Stress, Health, and Coping

The American Academy of Family Physicians estimates that 60% of the health problems brought to doctors are somehow related to stress.  Sometimes illness is the direct result of the body’s sustained stress response, while other times stress exacerbates an existing illness.  The list of stress-related ailments is very long and includes psychological disorders, insomnia, sexual dysfunction, tics, tension headaches, diabetic instability, impaired immunity, hypertension and other cardiovascular distress, gastrointestinal problems, elevated cholesterol, and impaired wound healing. The physiology of the stress-health nexus is complex, but several processes have been identified.Here is just one example:  When you are stressed-out, your catecholamine hormone levels spike rapidly and your glucocorticoid levels elevate as part of the process of gluconeogenesis  - the creation of new glucose necessary for extended fight-or-flight response. Then, if the stress in your life continues, the persistently high glucocorticoid levels actually impair the operations of your thymus, lymph nodes, and spleen, and this delivers a hit to your ability to fight off illnesses. This is why you get sick right when it seems things couldn’t get much worse.

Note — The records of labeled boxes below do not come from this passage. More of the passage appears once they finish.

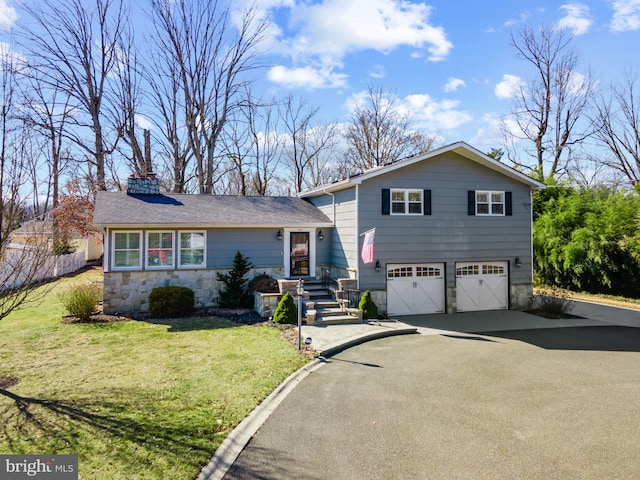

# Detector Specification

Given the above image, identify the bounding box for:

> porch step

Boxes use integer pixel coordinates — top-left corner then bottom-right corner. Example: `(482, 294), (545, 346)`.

(304, 281), (333, 300)
(313, 315), (362, 326)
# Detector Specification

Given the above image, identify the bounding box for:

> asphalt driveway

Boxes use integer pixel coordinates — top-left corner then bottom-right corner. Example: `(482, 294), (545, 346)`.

(224, 314), (640, 480)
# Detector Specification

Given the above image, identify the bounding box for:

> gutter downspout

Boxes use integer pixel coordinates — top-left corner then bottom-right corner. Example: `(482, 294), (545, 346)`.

(322, 188), (336, 228)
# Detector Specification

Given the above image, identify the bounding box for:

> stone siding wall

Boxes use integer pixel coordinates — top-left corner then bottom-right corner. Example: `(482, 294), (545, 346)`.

(103, 267), (281, 314)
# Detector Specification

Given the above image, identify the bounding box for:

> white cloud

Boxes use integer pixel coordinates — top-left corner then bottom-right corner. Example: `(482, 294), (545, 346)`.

(258, 0), (453, 88)
(610, 0), (640, 32)
(267, 65), (347, 90)
(283, 0), (453, 61)
(494, 73), (522, 100)
(345, 91), (472, 133)
(444, 77), (467, 92)
(557, 3), (592, 35)
(0, 0), (18, 30)
(400, 94), (472, 132)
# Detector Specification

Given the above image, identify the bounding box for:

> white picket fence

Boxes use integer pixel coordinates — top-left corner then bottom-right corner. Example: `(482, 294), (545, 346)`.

(0, 250), (86, 289)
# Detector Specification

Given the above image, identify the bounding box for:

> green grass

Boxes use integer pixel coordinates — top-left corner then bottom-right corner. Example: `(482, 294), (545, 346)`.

(0, 270), (306, 480)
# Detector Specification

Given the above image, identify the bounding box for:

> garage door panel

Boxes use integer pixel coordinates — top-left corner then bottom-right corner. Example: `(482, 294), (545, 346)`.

(387, 279), (413, 315)
(387, 263), (445, 315)
(456, 261), (509, 312)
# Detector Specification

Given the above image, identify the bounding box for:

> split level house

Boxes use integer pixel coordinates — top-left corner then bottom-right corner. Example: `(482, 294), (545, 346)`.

(94, 142), (544, 316)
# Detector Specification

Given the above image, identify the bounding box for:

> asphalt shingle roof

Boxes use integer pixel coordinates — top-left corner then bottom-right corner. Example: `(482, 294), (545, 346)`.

(93, 192), (332, 227)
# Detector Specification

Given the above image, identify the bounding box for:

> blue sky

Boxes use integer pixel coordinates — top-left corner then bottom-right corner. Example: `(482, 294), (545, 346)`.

(242, 0), (640, 150)
(0, 0), (640, 151)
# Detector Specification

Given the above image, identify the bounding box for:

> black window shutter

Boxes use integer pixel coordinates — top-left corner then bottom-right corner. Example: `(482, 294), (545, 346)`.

(467, 190), (476, 215)
(382, 188), (391, 215)
(422, 190), (431, 215)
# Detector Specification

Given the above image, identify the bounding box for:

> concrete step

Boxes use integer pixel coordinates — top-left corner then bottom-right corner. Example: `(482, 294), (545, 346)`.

(313, 315), (362, 325)
(316, 306), (346, 317)
(305, 298), (340, 310)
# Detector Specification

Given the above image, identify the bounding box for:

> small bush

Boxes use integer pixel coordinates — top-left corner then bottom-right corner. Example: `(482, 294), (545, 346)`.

(217, 252), (253, 308)
(533, 288), (576, 318)
(249, 273), (279, 293)
(358, 290), (378, 318)
(58, 283), (102, 321)
(273, 292), (298, 325)
(149, 286), (195, 318)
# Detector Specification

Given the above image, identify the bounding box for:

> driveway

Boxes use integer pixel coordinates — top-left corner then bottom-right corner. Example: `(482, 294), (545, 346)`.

(224, 311), (640, 480)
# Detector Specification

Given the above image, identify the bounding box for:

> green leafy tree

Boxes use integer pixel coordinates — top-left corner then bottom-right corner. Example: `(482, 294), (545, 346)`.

(217, 252), (253, 308)
(534, 187), (640, 297)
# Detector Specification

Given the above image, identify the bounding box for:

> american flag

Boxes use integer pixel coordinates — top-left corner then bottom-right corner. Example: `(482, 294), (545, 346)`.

(360, 228), (376, 263)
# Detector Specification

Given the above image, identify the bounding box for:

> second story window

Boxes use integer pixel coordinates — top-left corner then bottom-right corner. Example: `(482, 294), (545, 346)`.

(476, 191), (504, 215)
(391, 189), (422, 215)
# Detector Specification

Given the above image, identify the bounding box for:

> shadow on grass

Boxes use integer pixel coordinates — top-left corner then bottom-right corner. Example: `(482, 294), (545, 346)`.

(144, 317), (239, 332)
(0, 389), (216, 469)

Why Coping Skills Are So Important

Technically speaking, the events in our lives aren’t the most powerful stressors, our thoughts are! There is tremendous variability to how people react to life’s problems, and this is in large part determined by each person’s unique problem-solving style.  Studies have shown that stress-hardy people view life’s problems as challenges to be mastered, are optimistic problem-solvers, and maintain perspective on the relative importance of each problem.  Several studies have also shown that people who meditate daily, exercise regularly, and maintain healthy lifestyles demonstrate far better coping abilities.  It is no surprise that these individuals also demonstrate fewer health complications. In contrast, stress-impaired individuals often view life’s problems as catastrophic threats, over-react to problems, and mentally turn molehills into mountains. They tend not to exercise, meditate, or eat right. They usually have higher catecholamine and glucocorticoid levels in their bloodstream and more health problems.

Stress Reduction Tips 

Learn and practice the mental habits used by stress-hardy individuals. Practice optimistic problem solving. View problems as challenges and maintain good perspective on the relative importance of each problem.  Improve your lifestyle habits:  Schedule your time realistically.  Exercise regularly, eat right, and develop good social supports.  Get adequate rest, recreation, and sleep.  Minimize or eliminate alcohol, illicit drugs, and tobacco.  Learn a relaxation or meditation technique, and practice it every day. The large body of research on meditation and health is impressive, with hundreds of studies demonstrating an array of benefits such as fewer infections, faster surgical wound healing, lowered cholesterol, reduced arterial occlusion, and far less anxious reactivity. Read a stress-reduction self-help book like Joan Borysenko’s Minding the Body, Mending the Mind or Herbert Benson’s The Relaxation Response. Seek mental health treatment. A qualified mental health professional can help you to manage your stress effectively and boost your satisfaction with life.